Thyroid hormones: Thyroid hormones are biologically active molecules produced by the thyroid gland, primarily thyroxine (T4) and triiodothyronine (T3). These hormones play crucial roles in regulating metabolism, growth, and development in the body. They influence various physiological processes, including energy expenditure, protein synthesis, and the metabolism of carbohydrates and fats.
Transactivation: Transactivation is the process by which a nuclear receptor, upon binding to its ligand, activates the transcription of specific target genes by recruiting coactivators and other transcriptional machinery. This mechanism plays a crucial role in cellular signaling, particularly in the context of steroid hormones, where the nuclear receptors function as transcription factors to mediate gene expression changes that influence various physiological processes.
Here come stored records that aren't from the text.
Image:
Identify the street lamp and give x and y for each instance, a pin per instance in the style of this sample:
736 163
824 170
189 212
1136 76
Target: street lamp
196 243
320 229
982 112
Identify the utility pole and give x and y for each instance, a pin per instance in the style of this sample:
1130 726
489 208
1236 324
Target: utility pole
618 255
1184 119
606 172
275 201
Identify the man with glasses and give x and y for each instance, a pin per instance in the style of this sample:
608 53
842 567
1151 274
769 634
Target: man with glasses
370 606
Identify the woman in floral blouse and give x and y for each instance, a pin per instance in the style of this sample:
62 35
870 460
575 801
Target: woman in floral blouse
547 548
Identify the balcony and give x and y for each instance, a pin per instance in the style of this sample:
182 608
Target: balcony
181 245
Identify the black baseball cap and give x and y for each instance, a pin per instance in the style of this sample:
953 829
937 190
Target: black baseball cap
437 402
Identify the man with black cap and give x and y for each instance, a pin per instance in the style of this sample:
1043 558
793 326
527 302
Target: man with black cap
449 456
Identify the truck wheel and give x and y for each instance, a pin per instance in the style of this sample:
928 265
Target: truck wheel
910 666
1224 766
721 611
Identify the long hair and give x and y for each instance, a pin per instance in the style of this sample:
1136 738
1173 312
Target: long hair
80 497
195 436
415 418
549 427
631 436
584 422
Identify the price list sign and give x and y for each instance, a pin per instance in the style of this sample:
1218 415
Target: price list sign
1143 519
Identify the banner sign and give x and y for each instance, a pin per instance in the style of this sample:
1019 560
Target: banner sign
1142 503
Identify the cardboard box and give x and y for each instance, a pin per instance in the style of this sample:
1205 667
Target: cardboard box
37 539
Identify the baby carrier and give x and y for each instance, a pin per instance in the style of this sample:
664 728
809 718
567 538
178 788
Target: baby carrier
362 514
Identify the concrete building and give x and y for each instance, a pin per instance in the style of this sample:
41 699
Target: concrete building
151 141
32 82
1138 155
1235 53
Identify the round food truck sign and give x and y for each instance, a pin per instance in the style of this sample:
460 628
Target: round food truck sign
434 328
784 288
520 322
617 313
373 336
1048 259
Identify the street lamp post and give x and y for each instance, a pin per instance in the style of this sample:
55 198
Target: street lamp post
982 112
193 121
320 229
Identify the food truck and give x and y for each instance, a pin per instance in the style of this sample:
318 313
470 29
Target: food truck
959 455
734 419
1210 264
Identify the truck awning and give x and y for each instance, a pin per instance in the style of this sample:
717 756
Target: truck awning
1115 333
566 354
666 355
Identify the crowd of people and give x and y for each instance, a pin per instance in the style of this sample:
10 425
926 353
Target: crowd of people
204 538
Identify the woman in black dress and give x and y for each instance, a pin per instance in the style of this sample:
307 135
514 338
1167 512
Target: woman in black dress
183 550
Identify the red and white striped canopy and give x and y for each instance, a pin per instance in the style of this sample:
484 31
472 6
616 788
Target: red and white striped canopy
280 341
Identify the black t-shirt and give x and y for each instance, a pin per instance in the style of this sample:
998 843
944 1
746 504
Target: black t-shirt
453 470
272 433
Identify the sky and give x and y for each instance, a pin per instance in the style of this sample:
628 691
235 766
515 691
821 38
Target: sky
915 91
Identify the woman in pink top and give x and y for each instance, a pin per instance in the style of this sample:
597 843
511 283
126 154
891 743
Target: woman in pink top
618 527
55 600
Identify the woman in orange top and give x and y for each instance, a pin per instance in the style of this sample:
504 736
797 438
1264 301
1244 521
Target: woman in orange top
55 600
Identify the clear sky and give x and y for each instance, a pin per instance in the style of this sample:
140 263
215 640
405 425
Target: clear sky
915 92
Transcriptional activation: Transcriptional activation is the process by which gene expression is increased, leading to the synthesis of RNA from a DNA template. This involves the recruitment of transcription factors and coactivators to specific promoter regions, enhancing the assembly of the transcriptional machinery and promoting RNA polymerase activity. The regulation of transcriptional activation is critical for cellular responses and plays a key role in various biological processes, including development, differentiation, and response to environmental signals.